Edward HitchinsEnergeticcity.ca, Local Journalism Initiative

BC Hydro Chief Executive Officer Chris O’Reilly spoke of the future of renewable energy as the keynote speaker on the first day of the Creating Energy Conference in Fort St. John on May 21st.

According to the event’s website, the three-day event, which is being held at the Ramada Northern Grand Hotel and Conference Centre at 9830 100th Avenue, hopes to bring awareness and evolving information to northern communities about all levels of Pan-Canadian Clean Energy support and production.

The conference focuses on creating a dialogue between industry, Indigenous communities, government, and the community to build a prosperous future for energy.

O’Reilly began by acknowledging BC Hydro’s current role in the wildfire situation in Fort Nelson, saying crews are already at work rebuilding damaged infrastructure. 

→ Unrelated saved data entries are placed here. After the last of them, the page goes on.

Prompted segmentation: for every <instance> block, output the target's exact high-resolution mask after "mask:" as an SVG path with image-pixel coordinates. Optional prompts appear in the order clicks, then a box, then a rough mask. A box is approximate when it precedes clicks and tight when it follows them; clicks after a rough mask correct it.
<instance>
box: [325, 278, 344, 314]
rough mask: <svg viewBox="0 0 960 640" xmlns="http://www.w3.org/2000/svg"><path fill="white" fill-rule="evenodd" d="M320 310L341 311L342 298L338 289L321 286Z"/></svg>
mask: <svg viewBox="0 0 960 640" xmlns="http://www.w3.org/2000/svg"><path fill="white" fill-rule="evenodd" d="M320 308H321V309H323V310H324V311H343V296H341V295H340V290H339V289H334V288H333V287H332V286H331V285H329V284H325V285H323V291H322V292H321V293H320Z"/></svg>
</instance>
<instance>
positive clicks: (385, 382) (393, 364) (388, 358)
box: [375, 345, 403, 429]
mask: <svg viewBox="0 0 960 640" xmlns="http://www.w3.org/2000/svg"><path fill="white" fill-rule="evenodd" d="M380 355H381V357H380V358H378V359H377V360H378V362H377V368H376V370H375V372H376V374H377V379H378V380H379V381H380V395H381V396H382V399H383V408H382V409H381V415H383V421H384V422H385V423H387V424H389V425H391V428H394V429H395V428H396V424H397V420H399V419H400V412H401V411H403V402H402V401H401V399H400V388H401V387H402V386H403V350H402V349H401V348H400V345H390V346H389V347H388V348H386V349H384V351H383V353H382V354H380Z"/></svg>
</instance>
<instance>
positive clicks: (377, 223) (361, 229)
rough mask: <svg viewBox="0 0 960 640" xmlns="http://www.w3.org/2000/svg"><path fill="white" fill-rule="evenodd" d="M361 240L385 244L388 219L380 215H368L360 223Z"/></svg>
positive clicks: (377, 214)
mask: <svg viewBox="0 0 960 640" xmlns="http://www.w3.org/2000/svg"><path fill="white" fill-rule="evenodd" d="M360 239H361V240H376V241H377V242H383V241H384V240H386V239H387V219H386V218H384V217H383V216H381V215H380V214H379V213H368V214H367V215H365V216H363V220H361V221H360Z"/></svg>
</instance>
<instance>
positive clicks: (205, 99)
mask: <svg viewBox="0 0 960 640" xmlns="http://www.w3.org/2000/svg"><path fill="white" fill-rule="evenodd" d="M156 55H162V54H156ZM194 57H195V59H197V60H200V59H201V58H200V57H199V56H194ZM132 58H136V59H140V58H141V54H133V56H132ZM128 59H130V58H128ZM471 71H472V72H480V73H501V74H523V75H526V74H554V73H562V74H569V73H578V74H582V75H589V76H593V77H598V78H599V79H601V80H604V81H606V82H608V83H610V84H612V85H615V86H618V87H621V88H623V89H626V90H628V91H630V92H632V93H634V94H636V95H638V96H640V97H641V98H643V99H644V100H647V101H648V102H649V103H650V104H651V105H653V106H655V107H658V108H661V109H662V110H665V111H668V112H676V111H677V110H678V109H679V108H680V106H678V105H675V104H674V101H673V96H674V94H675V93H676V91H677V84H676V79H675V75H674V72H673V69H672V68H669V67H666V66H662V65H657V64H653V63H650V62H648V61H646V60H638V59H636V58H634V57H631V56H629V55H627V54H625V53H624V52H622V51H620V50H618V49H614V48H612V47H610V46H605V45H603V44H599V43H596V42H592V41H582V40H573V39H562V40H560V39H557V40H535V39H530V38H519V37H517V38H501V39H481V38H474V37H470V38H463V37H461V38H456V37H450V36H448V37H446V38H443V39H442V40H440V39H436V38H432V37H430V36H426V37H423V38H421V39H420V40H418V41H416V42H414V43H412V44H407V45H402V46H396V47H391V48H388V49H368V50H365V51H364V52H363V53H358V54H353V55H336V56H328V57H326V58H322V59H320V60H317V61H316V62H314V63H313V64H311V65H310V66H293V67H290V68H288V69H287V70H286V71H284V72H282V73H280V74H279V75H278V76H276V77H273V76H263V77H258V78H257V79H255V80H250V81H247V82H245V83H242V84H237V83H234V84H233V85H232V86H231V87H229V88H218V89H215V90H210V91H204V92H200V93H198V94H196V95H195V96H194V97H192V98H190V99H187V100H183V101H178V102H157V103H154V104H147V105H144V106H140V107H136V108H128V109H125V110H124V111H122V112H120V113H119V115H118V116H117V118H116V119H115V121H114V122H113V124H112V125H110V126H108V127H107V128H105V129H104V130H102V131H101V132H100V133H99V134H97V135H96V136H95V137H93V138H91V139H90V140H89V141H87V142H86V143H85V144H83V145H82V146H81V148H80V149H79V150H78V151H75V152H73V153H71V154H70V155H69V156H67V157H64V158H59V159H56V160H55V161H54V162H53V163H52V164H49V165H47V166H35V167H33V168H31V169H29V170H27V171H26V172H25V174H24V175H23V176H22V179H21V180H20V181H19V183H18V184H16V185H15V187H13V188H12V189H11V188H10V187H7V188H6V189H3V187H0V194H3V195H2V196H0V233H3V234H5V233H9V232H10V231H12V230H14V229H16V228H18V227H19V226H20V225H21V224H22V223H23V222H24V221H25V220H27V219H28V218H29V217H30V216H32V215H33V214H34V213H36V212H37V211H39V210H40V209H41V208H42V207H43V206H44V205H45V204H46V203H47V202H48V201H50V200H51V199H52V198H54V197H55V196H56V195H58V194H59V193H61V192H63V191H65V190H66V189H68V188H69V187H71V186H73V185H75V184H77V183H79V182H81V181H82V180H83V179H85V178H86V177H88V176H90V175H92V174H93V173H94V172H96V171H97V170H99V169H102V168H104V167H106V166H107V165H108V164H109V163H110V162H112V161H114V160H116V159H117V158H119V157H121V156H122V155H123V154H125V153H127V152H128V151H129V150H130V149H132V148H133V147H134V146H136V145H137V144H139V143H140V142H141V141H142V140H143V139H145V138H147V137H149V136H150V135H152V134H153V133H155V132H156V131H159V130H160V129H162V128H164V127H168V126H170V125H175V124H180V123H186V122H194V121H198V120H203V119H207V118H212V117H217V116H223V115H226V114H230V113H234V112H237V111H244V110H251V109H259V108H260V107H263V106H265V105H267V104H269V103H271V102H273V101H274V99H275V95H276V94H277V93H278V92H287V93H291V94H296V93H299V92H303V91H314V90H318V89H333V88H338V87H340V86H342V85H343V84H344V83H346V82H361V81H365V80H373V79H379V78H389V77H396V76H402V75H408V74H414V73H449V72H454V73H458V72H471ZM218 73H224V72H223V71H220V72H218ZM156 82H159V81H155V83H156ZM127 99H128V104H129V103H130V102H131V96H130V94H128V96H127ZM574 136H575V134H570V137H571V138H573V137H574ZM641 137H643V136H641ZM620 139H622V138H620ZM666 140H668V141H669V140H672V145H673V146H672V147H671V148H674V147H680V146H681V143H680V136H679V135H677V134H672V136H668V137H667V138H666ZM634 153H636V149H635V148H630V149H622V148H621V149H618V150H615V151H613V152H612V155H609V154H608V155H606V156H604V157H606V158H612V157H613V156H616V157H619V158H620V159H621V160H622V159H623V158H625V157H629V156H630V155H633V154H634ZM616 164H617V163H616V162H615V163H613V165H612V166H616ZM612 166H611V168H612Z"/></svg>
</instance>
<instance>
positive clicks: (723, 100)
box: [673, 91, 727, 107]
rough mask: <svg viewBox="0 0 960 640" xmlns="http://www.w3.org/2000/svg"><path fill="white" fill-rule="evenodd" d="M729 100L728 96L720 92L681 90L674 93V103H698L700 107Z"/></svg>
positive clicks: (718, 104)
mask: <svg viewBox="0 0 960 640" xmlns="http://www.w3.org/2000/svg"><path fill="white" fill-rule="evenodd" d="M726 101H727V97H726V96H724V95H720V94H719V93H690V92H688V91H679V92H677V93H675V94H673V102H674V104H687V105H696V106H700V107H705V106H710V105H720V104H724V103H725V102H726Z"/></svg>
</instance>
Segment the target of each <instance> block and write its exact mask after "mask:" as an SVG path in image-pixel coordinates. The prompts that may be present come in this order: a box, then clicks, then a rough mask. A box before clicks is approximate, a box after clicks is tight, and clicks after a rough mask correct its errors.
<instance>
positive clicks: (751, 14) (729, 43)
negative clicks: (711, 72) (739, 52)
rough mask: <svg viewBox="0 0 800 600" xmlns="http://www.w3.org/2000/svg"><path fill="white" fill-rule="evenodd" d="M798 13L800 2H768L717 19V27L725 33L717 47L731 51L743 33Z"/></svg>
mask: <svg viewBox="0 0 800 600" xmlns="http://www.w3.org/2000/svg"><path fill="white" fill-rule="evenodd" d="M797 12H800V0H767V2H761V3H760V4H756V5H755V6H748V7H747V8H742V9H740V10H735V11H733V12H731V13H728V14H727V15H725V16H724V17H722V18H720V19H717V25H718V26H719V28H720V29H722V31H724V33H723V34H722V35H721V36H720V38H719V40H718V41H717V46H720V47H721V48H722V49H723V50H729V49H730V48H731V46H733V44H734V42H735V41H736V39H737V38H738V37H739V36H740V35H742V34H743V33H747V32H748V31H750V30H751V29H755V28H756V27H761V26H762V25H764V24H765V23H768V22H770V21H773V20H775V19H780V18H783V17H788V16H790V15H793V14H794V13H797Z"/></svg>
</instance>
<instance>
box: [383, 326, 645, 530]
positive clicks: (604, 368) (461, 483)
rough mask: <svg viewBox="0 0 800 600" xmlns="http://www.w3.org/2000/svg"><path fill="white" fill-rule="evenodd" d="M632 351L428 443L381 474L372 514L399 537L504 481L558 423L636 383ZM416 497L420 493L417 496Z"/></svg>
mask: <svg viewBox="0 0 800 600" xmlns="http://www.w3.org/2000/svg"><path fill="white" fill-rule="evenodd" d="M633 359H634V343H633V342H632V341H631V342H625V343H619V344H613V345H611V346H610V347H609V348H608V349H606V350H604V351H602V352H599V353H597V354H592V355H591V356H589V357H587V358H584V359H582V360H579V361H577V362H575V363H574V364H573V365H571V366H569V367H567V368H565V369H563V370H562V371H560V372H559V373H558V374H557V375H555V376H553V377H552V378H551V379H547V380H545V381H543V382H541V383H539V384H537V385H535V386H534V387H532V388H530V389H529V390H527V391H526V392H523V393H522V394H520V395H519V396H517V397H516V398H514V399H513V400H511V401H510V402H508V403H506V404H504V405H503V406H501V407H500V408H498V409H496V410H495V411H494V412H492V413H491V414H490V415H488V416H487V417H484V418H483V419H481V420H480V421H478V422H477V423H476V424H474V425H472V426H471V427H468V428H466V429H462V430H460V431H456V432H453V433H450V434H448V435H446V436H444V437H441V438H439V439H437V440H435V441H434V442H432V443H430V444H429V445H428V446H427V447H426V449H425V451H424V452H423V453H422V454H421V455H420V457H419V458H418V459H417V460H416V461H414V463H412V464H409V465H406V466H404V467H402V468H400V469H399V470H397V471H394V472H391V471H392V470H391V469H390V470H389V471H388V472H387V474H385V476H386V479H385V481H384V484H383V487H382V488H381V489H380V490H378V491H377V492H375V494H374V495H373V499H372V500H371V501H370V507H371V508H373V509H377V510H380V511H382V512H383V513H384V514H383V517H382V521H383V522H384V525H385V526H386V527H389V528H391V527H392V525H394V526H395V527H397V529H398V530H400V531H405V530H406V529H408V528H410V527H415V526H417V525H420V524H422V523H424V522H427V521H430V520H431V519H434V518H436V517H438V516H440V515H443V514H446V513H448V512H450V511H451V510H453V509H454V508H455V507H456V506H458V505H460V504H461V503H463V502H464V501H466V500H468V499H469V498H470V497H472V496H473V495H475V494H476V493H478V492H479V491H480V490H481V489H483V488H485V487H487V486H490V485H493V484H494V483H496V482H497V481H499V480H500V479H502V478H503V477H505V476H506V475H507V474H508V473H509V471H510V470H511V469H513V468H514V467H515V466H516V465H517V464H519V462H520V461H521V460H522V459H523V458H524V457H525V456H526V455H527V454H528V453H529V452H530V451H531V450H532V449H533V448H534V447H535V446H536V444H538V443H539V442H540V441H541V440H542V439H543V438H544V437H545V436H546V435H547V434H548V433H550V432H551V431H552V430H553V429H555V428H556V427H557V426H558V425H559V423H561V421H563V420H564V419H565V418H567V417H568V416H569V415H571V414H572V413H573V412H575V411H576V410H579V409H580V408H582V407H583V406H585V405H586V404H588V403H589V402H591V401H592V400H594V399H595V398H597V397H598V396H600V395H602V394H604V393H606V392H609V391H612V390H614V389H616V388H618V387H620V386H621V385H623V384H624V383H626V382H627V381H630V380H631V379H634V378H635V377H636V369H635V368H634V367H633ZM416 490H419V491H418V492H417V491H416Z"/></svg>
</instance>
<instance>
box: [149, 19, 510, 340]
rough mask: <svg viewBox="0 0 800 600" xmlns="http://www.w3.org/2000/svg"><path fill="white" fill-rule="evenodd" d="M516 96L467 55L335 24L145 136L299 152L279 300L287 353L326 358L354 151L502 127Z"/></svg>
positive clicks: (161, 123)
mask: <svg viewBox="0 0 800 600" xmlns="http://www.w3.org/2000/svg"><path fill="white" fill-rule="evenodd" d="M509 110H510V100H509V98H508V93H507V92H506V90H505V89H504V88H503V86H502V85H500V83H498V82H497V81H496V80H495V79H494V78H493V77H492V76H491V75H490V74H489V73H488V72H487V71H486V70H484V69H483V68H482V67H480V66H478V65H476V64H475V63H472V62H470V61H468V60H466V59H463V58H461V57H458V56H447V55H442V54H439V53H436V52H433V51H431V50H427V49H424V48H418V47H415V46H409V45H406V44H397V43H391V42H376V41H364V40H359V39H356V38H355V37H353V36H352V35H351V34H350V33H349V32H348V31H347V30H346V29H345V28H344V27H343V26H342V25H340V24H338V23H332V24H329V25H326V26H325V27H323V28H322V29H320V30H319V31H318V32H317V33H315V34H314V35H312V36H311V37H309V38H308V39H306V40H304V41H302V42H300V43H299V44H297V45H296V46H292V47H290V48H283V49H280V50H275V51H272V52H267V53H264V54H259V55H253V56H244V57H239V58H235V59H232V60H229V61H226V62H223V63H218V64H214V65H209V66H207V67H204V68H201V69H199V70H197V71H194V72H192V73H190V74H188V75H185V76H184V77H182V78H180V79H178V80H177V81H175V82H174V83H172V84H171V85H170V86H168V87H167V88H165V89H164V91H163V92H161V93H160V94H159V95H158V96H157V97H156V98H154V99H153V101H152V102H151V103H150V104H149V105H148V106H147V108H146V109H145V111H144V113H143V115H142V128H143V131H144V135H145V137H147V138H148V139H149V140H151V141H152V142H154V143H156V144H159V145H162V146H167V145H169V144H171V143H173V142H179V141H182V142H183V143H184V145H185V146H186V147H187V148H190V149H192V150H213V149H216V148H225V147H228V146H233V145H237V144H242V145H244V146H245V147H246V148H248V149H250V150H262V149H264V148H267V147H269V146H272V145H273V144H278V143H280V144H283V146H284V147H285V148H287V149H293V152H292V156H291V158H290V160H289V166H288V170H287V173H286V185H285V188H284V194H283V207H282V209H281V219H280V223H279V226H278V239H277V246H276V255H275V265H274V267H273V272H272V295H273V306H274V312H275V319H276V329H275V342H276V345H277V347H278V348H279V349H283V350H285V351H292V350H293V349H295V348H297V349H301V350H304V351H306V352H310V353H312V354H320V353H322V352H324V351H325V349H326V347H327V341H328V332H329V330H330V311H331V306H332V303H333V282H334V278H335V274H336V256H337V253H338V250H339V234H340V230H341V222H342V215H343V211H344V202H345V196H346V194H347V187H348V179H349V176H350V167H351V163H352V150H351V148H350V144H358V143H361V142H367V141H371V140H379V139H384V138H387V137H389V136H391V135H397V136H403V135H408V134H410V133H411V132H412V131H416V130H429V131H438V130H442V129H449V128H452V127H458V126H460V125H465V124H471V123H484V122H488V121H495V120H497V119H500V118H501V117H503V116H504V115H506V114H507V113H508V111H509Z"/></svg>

He mentioned approximately 100 customers in Fort St. John were disconnected by order of BC Wildfire Service due to the wildfires in Doig River and Fort Nelson.

“This is common when fighting wildfires,” O’Reilly said. “I understand we’ve managed to reconnect them now, which is great.”

O’Reilly also addressed attendees about completing the Site C reservoir, located 14 kilometres southwest of Fort St. John.  

The project is expected to be completed in 2025, with reservoir filling set to begin in August.

“It’s about 86 per cent done,” said O’Reilly. “We’re on track to have six generating units by the end of next year.”

“Construction began in 2015, as many know. It will supply power to about half a million homes, or 1.7 million electric vehicles.”

He also discussed the company’s “Call to Power” initiative, which hopes to generate 3,000 additional gigawatt hours annually from alternative energy sources by fall 2028.

The initiative expands on the company’s Integrated Resource Plan, which sets a goal for the province to have clean energy by 2040. 

O’Reilly says a primary requirement is for First Nations communities to have 25 per cent equity in all bidding projects. 

“This is the first time we’ve done this, so it is pretty significant,” said O’Reilly.

“The key objective of this call is our commitment to achieving meaningful economic reconciliation.”

The conference was organized by the chambers of commerce in Fort St. John, Dawson Creek, Tumbler Ridge, and Chetwynd, along with Energy Safety Canada.  

This week’s conference will conclude with a golf tournament at Lakepoint Golf and Country Club in Charlie Lake on May 24th.